Мы одолели почти всю дистанцию, когда перед нами возникло непредвиденное препятствие. В паре метров от опоры с розеткой из-под снега виднелась каменная гряда, уходящая вширь почти по всему склону. Витя мчался впереди меня. Достигнув гряды, он по-горнолыжному лихо перескочил через неё, но затормозить на другой стороне не смог и проехал вниз довольно далеко. Я же решил проехать на лыжах по камням, надеясь, что они меня затормозят, и я окажусь у розетки. Не учёл я лишь скорости своего движения и тормозные свойства каменистой поверхности. В результате метра два я проехал по камням, а дальше меня бросила вперёд сила инерции, и я «щучкой» перелетел оставшееся расстояние до самой опоры. Пролетел бы и дальше, если бы не умудрился в последний момент обхватить эту самую опору руками. Проверять, не сломал ли я себе чего при падении, было некогда, и поэтому я лёжа дотянулся до розетки (благо, она располагалась низко), подключил телефонную трубку и передал сообщение о самолёте-шпионе. С момента пролёта нарушителя прошло всего лишь секунд двадцать. Лишь потом я поднялся на ноги и убедился, что со мной всё в порядке, не считая нескольких мелких ушибов.
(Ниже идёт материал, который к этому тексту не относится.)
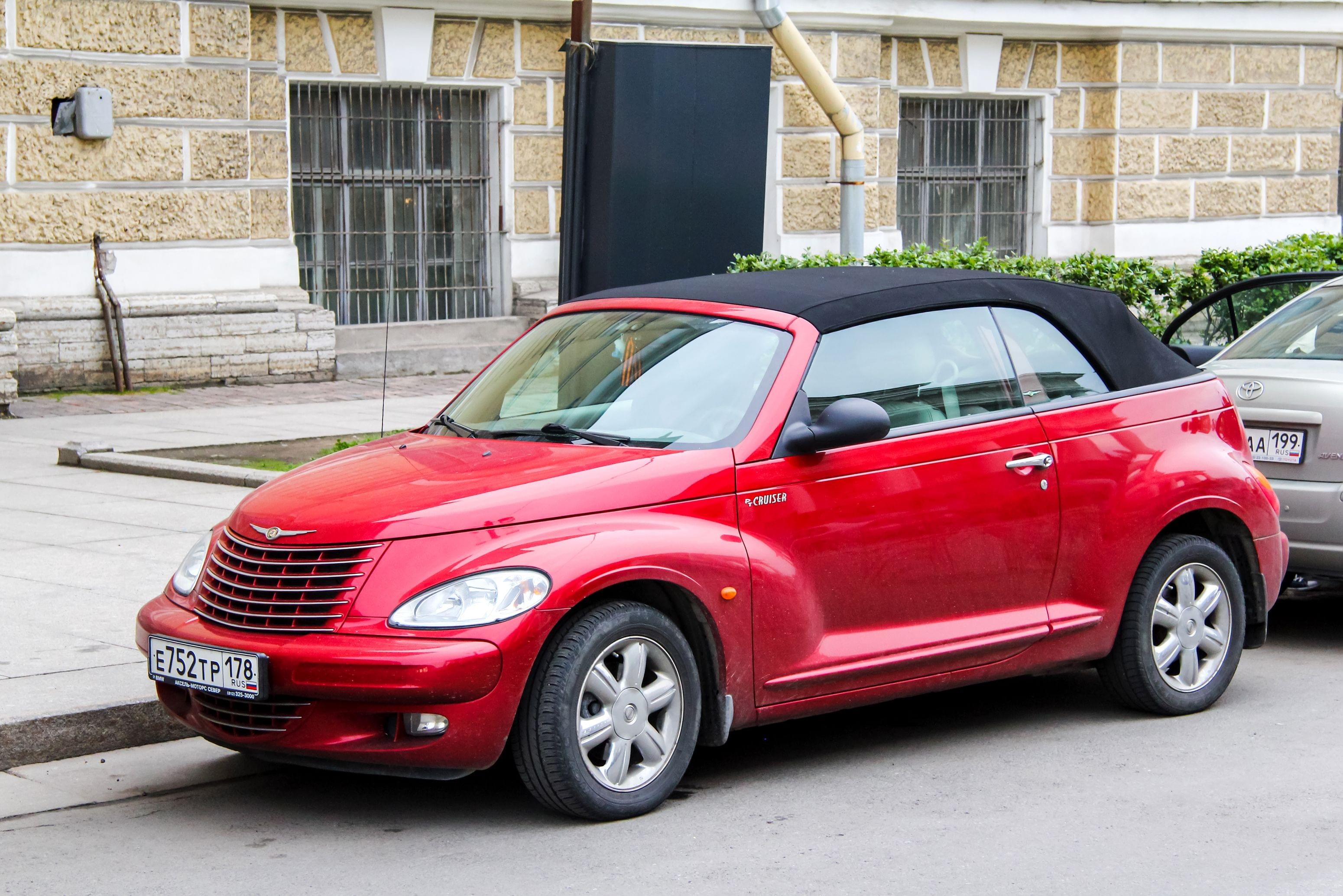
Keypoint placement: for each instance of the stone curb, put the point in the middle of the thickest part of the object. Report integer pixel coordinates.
(78, 734)
(100, 457)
Как мы знали, наши самолёты-перехватчики базировались на аэродроме в соседнем погранотряде в городе Ахалкалаки. Дежурные истребители были готовы к вылету в любую секунду. О «нашем» самолёте-нарушителе тут же сообщили на аэродром, а затем было поставлено в известность начальство. Потом нам рассказали, что вылетевшие на перехват самолёты принудили нарушителя приземлиться на аэродром.

На боевом расчёте в тот же вечер начальник заставы перед строем объявил нам от имени командования благодарность за быстрое и чёткое сообщение о самолёте-шпионе. Каждый пограничник мечтал задержать нарушителя границы и получить за это награду – отпуск домой на десять дней (не включая дорогу). Но мы с Витей не смогли поймать самолёт за хвост, поэтому отпуска не заработали. Зато нас поощрили направлением на две недели в дом отдыха нашей части, расположенный на территории штаба третьей комендатуры, к которой мы тоже относились.
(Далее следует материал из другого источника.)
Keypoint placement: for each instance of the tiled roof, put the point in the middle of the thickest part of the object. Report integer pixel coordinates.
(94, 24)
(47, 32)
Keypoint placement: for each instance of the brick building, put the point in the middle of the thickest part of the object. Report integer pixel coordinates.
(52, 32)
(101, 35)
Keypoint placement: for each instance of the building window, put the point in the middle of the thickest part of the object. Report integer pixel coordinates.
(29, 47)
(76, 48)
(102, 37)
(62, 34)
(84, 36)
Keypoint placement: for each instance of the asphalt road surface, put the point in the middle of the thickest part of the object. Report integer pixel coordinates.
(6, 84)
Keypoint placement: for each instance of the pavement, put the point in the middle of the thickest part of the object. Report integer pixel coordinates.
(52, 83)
Когда нам сообщили об этом, мы, конечно, обрадовались. Для меня это вообще был первый выход за территорию заставы, и это почти за целый год службы на ней. Вите Соловьёву уже приходилось бывать в комендатуре, но по куда менее радостному поводу – по пути на гауптвахту.

Готовиться мы начали ещё с вечера, потому что выходить надо было рано утром. Путь предстоял неблизкий – 25-30 километров пешком, хотя идти нужно было всё время вниз. Утром каптенармус выдал нам сухой паёк. Взяли с собой карабины с подсумками патронов – так положено, рядом граница. Благополучно добрались до дома отдыха – уставшие, но в хорошем расположении духа.

Время было послеобеденное. Нам показали, где мы будем отдыхать, и проводили в столовую. Там нас сытно накормили. Мы обратили внимание, что в столовой и на кухне работают женщины и девушки – для нас это было необычно. Мы ещё были в столовой, когда туда вошёл дежурный по комендатуре и спросил нас:

– Фёдоров и Соловьёв – это вы?

– Да, – закивали мы.

– Вас вызывает к себе комендант.

– А где его кабинет?

– Пойдёмте со мной, я покажу.

Мы быстро застегнули уже расстёгнутые воротнички, подтянули ремни и зашагали вслед за дежурным. Штаб комендатуры находился на пологом склоне ущелья, а дом отдыха ниже, рядом с горной речкой. Дежурный нас привёл к двери коменданта на втором этаже и зашёл доложить о нас начальнику. Выходя, он предложил нам зайти. Нам было любопытно, зачем он нас вызвал, но расспрашивать дежурного мы не стали. Мы вошли в кабинет майора Митина и доложили по форме о прибытии.

– Вольно, садитесь, – ответил он. Мы присели на стулья. – Я посмотрел ваши анкеты, оказывается, вы оба уральцы из Свердловской области. Я ведь тоже оттуда, из города Серов. Вы уж извините, очень мне захотелось с земляками пообщаться и услышать наш уральский говор. Расскажите подробней, как вам удалось при нашей, скажем так, не совсем совершенной связи так быстро сообщить о вражеском самолёте?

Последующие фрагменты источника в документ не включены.